Immerhin gibt es bereits zwei Standorte, die für die neue Dreifachhalle infrage kommen. Die TSV-Verantwortlichen favorisieren die Variante, im Franz-Elbern-Stadion eine neue Halle zu bauen, die aus der Fußballanlage einen multifunktionalen Sportpark machen würde (der GA berichtete). Variante zwei wäre ein Standort auf dem Gelände der früheren Beueler Realschule, auf dem zurzeit einige Klassen des Robert-Wetzlar-Berufskollegs unterrichtet werden und die Alte VHS ihre neue Heimat gefunden hat.

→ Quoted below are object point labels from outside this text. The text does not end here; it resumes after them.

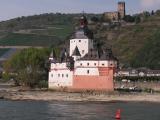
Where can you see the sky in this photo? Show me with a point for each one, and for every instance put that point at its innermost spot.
(17, 8)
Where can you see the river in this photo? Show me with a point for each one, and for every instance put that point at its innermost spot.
(40, 110)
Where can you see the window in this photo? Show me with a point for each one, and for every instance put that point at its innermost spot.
(87, 71)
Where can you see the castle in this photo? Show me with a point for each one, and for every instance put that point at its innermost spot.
(117, 15)
(83, 67)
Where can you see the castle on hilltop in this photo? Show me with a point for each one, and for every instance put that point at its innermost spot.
(117, 15)
(83, 66)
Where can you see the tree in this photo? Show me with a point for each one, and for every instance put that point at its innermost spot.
(28, 67)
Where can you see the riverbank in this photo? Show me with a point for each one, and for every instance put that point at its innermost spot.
(45, 95)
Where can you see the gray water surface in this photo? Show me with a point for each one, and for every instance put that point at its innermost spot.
(39, 110)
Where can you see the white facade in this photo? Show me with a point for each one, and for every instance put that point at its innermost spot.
(84, 45)
(60, 76)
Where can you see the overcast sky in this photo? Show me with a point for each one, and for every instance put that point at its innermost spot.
(16, 8)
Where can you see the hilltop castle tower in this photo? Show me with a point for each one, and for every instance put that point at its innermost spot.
(121, 9)
(116, 15)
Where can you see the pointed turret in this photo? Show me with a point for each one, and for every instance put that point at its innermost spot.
(76, 54)
(52, 57)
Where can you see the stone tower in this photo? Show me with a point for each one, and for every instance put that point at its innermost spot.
(121, 9)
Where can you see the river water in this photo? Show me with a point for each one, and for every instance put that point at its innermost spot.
(39, 110)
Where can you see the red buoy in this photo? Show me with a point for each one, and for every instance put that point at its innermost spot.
(118, 114)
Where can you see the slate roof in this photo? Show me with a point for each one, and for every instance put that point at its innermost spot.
(76, 52)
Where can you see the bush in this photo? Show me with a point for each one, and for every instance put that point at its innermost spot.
(43, 84)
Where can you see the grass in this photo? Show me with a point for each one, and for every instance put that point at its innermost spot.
(3, 50)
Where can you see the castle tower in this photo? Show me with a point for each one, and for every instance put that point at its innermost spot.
(83, 39)
(121, 9)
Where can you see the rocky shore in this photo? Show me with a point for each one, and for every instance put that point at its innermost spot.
(45, 95)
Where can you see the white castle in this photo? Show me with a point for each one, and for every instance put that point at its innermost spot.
(85, 67)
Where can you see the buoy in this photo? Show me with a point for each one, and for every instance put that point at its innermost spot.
(118, 114)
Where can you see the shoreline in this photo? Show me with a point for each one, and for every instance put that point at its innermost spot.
(41, 95)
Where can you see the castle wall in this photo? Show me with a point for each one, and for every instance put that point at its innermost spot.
(60, 75)
(83, 45)
(85, 82)
(111, 16)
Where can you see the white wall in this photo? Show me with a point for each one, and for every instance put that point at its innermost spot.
(95, 63)
(83, 45)
(60, 78)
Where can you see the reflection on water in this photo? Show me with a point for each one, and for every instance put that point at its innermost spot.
(38, 110)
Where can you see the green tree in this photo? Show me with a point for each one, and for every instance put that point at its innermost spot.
(28, 66)
(137, 19)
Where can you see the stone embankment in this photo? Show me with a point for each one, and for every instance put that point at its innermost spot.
(64, 96)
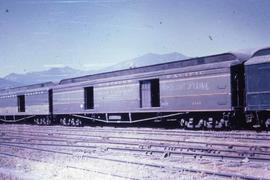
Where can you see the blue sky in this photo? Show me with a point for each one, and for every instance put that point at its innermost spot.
(88, 34)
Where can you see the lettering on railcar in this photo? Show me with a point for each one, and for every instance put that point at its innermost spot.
(197, 85)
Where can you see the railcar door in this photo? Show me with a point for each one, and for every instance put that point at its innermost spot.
(145, 92)
(50, 101)
(149, 93)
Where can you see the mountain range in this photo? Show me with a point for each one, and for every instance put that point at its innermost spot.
(56, 74)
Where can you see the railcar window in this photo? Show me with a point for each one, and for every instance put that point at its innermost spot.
(89, 98)
(149, 93)
(21, 103)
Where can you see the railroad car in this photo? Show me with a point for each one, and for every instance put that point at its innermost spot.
(257, 80)
(27, 103)
(218, 91)
(201, 92)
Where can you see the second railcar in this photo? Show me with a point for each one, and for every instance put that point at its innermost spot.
(27, 103)
(257, 78)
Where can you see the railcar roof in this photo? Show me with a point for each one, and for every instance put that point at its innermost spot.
(157, 67)
(259, 56)
(28, 87)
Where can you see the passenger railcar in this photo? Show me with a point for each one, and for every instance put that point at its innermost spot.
(198, 92)
(27, 103)
(219, 91)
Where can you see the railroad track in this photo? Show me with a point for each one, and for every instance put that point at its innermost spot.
(144, 145)
(150, 146)
(149, 165)
(180, 133)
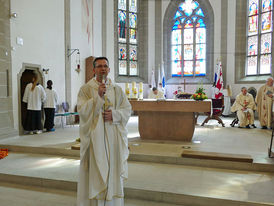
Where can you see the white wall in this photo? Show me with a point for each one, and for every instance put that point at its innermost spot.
(41, 25)
(79, 40)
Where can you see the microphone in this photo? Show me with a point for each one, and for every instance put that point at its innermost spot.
(104, 79)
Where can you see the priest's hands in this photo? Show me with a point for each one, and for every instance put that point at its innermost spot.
(107, 115)
(102, 89)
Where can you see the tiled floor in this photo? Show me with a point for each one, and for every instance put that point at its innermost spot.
(179, 179)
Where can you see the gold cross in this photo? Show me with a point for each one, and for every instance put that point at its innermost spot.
(107, 103)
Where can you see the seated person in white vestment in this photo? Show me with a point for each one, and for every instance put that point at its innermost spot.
(244, 105)
(156, 94)
(104, 111)
(264, 103)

Zweite Machbarkeitsstudie sollte bereits vorliegen

Zum zweiten Standort sollte die Verwaltung bis zum Ende des 1. Quartals 2024 eine Machbarkeitsstudie vorlegen, was bis jetzt aber leider noch nicht geschehen sei.

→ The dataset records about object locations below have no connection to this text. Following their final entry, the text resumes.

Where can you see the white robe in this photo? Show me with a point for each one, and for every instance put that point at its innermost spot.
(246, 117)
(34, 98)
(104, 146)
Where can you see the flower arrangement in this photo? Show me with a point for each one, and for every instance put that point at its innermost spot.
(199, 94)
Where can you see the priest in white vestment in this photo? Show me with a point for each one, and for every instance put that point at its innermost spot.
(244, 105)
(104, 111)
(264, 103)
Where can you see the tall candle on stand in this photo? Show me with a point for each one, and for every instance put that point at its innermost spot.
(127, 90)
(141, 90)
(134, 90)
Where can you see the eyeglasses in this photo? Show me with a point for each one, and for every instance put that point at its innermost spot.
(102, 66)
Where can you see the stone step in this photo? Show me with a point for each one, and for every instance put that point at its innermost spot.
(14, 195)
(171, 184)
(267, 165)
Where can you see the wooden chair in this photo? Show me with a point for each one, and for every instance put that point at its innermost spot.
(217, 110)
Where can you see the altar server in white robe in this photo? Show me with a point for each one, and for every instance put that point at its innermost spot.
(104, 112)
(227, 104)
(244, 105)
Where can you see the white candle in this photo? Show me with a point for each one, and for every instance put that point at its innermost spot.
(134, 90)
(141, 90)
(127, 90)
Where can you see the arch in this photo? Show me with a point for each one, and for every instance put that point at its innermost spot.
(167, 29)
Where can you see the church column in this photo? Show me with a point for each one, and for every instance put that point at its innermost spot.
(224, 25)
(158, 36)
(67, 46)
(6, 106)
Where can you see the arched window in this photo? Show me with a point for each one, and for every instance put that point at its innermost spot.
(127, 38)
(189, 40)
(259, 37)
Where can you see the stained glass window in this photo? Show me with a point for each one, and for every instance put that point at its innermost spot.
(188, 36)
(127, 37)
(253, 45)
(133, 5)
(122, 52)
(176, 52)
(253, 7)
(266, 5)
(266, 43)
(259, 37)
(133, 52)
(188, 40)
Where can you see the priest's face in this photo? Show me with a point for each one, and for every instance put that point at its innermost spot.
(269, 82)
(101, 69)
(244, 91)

„Beide Standorte hätten ihren Charme und würden – zumindest von den Handballern – mit Kusshand genommen“, sagt Bitzer. „Was allerdings ganz und gar uncharmant und nervtötend daherkommt, ist der fehlende Herzschlag für dieses Projekt, der im Vergleich einen Blauwal als hyperaktiv mit ADHS charakterisieren würde.“ Das Projektteam kritisiert, dass Fortschritte, wenn überhaupt, maximal in Quartalsschritten erreicht würden. „So wurde beispielsweise im Herbst 2023 der Vorschlag, die Bebauungsplanänderung für das Stadion parallel zur Prüfung des Standortes Realschule einzureichen, als nicht zielführend abgewiesen.“ Zudem meide die Verwaltung in der Sache die Öffentlichkeit „als dem Prozess nicht zuträglich“. Das dürfte sich aber in Kürze wieder verselbstständigen, glauben die TSV-Verantwortlichen, spätestens wenn sich die Politik im Vorfeld der Kommunalwahlen 2025 wieder an „ihr Thema“ neue Dreifachhalle erinnere.

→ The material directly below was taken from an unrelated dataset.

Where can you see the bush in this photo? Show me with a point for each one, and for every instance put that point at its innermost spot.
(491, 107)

Kritik am Städtischen Gebäudemanagement

TSV-Vorsitzender Achim Büsch kritisiert, dass in Sachen Dreifachhalle alle Fäden im Städtischen Gebäudemanagement (SGB) zusammenlaufen und regt an, dass die Planung und der Bau extern beauftragt werden könnten. Der stellvertretende Leiter der Handballabteilung, Lukas Tack, meint: „Das SGB ist einfach überfordert. Zielführender wäre es, die Verantwortlichkeiten für so ein Projekt der Fachabteilung zu übertragen, also in diesem Fall dem Sport- und Bäderamt.“

Christiane Assmus aus dem Projektteam zweifelt mittlerweile daran, dass sie die neue Dreifachhalle noch erlebt. Günter Greitens, der selbst als Bauingenieur tätig ist, sagt: „Man hat das Gefühl, dass das SGB jedes Projekt, das zusätzliche Arbeit macht, im Sande verlaufen lässt.“ Die Verlegung des Handball-Junioren-Pokalspiels bezeichnet er als „Armutszeugnis der Sportstadt Bonn“. Die Verantwortlichen hoffen, dass die A-Junioren nach dem 30:30 ihr Rückspiel gegen Melsungen gewinnen – zwar nicht richtig zu Hause, aber immerhin unter professionellen Bedingungen.